To see what the Highlands eat in comparison with other cattle; they’re real foragers and browsers. We have a good bit of comfrey growing around and they just love it. They’re also very protective. Flora is the matriarch of our fold. Two swans came into the field a while ago and Flora made sure to mind the two calves, even though neither of them are hers. She hunted the swans back down to the river.
A few months ago, we bought two heifers from the Queen’s Pedigree fold in Balmoral Castle in Scotland. We were lucky to get them; they very rarely sell any and these were among the first few to come to Ireland. If you look, they have a different appearance to the other Highlands. One of the heifers is black, which is rare enough. They’re usually red. We called them Dubh and Isla. We had to quarantine them when they came, in the top field. They were accepted very quickly into the fold. I’d say Flora just told them “I’m the boss” and that was that.
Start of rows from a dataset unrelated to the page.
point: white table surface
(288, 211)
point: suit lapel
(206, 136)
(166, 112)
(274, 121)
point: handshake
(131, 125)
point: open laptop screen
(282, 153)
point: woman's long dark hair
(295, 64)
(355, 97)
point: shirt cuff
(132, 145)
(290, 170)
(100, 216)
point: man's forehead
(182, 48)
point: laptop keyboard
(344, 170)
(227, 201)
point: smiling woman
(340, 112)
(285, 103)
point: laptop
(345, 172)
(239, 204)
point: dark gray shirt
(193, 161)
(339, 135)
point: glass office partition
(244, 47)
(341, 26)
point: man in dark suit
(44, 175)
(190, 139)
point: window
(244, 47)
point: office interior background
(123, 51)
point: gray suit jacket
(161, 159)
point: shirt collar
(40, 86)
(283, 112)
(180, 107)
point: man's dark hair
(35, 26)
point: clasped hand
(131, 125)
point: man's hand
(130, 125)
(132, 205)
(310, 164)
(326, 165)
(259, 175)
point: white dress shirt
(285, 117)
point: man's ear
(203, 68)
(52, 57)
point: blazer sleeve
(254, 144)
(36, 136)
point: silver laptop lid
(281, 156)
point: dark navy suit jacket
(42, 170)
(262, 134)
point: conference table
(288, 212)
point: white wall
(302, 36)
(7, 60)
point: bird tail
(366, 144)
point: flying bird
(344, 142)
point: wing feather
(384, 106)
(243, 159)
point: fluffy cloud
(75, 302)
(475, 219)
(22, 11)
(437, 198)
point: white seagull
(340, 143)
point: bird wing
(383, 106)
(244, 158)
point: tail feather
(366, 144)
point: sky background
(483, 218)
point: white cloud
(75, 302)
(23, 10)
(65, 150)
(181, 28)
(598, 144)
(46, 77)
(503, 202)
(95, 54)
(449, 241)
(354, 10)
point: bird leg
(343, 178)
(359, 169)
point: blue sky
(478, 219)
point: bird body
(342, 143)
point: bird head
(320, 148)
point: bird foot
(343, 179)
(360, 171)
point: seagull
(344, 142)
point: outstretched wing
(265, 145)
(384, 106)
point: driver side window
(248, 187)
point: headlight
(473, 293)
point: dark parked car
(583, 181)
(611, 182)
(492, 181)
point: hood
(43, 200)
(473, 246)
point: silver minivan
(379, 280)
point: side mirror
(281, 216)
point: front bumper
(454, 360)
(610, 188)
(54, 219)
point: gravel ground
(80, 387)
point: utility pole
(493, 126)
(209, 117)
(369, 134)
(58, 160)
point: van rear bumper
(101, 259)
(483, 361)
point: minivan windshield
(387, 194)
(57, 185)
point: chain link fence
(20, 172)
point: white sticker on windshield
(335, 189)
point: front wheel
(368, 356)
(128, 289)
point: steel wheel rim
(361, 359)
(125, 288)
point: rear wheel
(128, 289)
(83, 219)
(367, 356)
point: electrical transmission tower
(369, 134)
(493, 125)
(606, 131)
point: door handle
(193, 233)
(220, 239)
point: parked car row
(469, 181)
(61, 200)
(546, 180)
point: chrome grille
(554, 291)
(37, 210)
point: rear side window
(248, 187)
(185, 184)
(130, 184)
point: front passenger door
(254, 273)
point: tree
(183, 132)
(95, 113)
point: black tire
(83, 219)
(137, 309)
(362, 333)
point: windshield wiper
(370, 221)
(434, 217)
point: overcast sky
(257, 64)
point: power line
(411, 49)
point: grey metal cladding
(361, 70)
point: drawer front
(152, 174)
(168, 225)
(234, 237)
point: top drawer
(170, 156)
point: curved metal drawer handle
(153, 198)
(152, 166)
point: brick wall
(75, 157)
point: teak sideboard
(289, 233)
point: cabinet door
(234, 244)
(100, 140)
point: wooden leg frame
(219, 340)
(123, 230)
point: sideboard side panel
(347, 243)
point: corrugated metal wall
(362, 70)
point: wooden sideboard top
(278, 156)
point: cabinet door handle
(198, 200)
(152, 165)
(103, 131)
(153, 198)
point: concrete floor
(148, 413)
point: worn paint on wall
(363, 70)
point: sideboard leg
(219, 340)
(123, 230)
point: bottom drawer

In the first few weeks after we got them we’d go down to the field and let them get used to us. They had only ever met the one man who looked after them in Balmoral. They’re well used to us now and will eat out of our hands along with the rest of them.
Howard is our bull, he’s the most laid-back looking fella, but the odd time you’d see him running and he can really move. One day, it had been raining and he got the smell of the fresh clay and started pawing the ground – it was very impressive but a bit intimidating, too. They are clever and can get in anywhere, despite the massive horns. We came out one morning and Howard had made his way up the hill at the back of the tree-house and in he went. We had to coax him out with a bucket of meal.
No two days are the same in our line of work. Because we work with a lot of different materials – stone, wood, metal – our name sometimes gets passed along in unlikely circles. We’re currently making props for an upcoming film for Element Pictures. There’s a great old buzz in it. I can’t move around much at the moment since the hip operation, so I’m doing lettering on slate for Cabragh Wetlands – a beautiful local wetlands conservation project. We did a sculpture trail – The Cosmic Walk – there a few years ago. I love this work; the variety, the materials and best of all – the interesting people we get to meet every day.